While the focus of this year’s Spar conference was very much on the future, there was also time for a trip down memory lane as delegates celebrated the career of chairman Morton Middleditch, who is retiring after 35 years with the group.
After delivering the closing address at the conference, he was given a huge standing ovation - a sign of his popularity and respect among Spar members. “I am ready to leave Spar. There is a good team of people there who will be better off without me hanging around looking over their shoulders,” says Middleditch. “And it is a nice way to retire. I have lots of friends within Spar and I am not overstaying my welcome. But I am going to miss it.”
Independent retailers have a lot to thank Middleditch for - if only because he played such a pivotal role in the campaign to keep the multiples shut on Sundays.

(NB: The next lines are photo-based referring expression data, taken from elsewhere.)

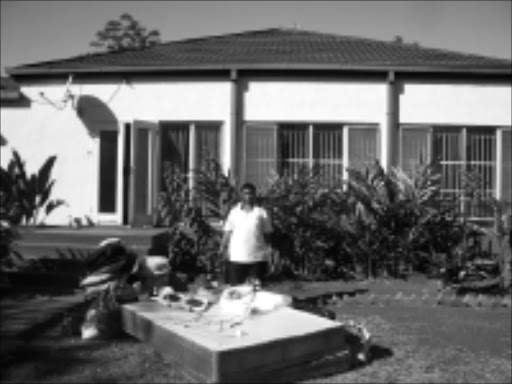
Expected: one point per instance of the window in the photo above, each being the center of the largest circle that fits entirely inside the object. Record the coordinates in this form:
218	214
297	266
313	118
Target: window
458	152
282	149
108	171
188	145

Were it not for a handful of votes by MPs, the campaigners would have kept the big boys shut altogether. And while Middleditch says he took that defeat badly at the time, he now accepts that limiting the opening hours of big retailers has proved vital to the independent sector. But he warns the sector not to be complacent: “We will have to fight hard to retain this because in five years’ time it will have gone unless we are very careful.”
Middleditch has enjoyed playing on the industry stage and has been a tireless campaigner for the independent sector. He has held leading roles with the Association of Convenience Stores and the British Retail Consortium.
But he still, probably rightly, sees his work on Sunday trading as the thing he is most proud of.
Nevertheless, he should also be proud of the fact that the Spar business is today in good shape.
Don’t forget, that when he took over as MD of Spar in 1998, it had lost its way after four difficult years following the retirement of John Irish.
He says: “My job was to get us believing in ourselves again.”
Judging by the positive mood of the conference, that has definitely been achieved. And Middleditch is full of optimism about the future for Spar - so long, he says, as all members of its family do embrace the changes that will be vital if it is to continue prospering.